Im Anschluss ging es frisch gestärkt zum Stoffenbauern. Elfriede und Andreas Rohrmoser-Höller empfingen die Besucherschar bereits im Stall. Am Stoffengut werden rund 100 Stück reinrassige Pinzgauer gehalten, davon ca. 35 Kühe gemolken. Die Kühe werden in der Vegetationszeit auf Vollweide gehalten, das Jungvieh auf den zwei eigenen Almen in Hinterglemm gesömmert. Sämtliche Stierkälber werden aufgezogen und als halbjährige Ochseneinsteller nach Bayern verkauft. Besamt wird zu 100 % mit Teststieren.

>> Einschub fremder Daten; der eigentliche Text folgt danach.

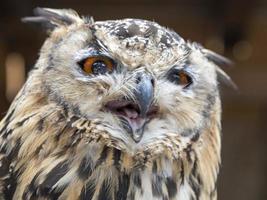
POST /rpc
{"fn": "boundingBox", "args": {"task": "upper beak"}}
[135,72,154,118]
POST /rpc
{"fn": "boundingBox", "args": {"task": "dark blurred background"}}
[0,0,267,200]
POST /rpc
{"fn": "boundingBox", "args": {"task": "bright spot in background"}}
[205,36,224,55]
[233,40,253,61]
[5,53,25,101]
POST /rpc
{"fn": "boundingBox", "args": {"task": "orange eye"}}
[168,69,193,88]
[81,56,114,75]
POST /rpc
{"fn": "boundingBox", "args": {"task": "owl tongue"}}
[123,108,139,119]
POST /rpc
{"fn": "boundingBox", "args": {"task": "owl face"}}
[32,9,222,153]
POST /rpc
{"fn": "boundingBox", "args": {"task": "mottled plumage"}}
[0,8,229,200]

Kühe und Kalbinnen, welche für die Milchzucht uninteressant sind, werden mit Pinzgauer-Fleischgenetik besamt und als Mutterkühe vermarktet. Zurzeit wird das 900 Jahre alte Bauernhaus saniert und wird bald in neuem Glanz erstrahlen.

Für die herzliche Aufnahme und Vorstellung der Betriebskonzepte sei den beiden Züchterfamilien ganz herzlich gedankt!

Mit vielen positiven Eindrücken konnte die Jahreshauptversammlung 2012 abgeschlossen werden und nun heißt es wieder, mit viel Elan und Motivation an die kommenden Herausforderungen heranzugehen - die Pinzgauer JungzüchterInnen freuen sich darauf und hoffen, viele Züchterfamilien und Freunde der Pinzgauer für all das Kommende begeistern zu können!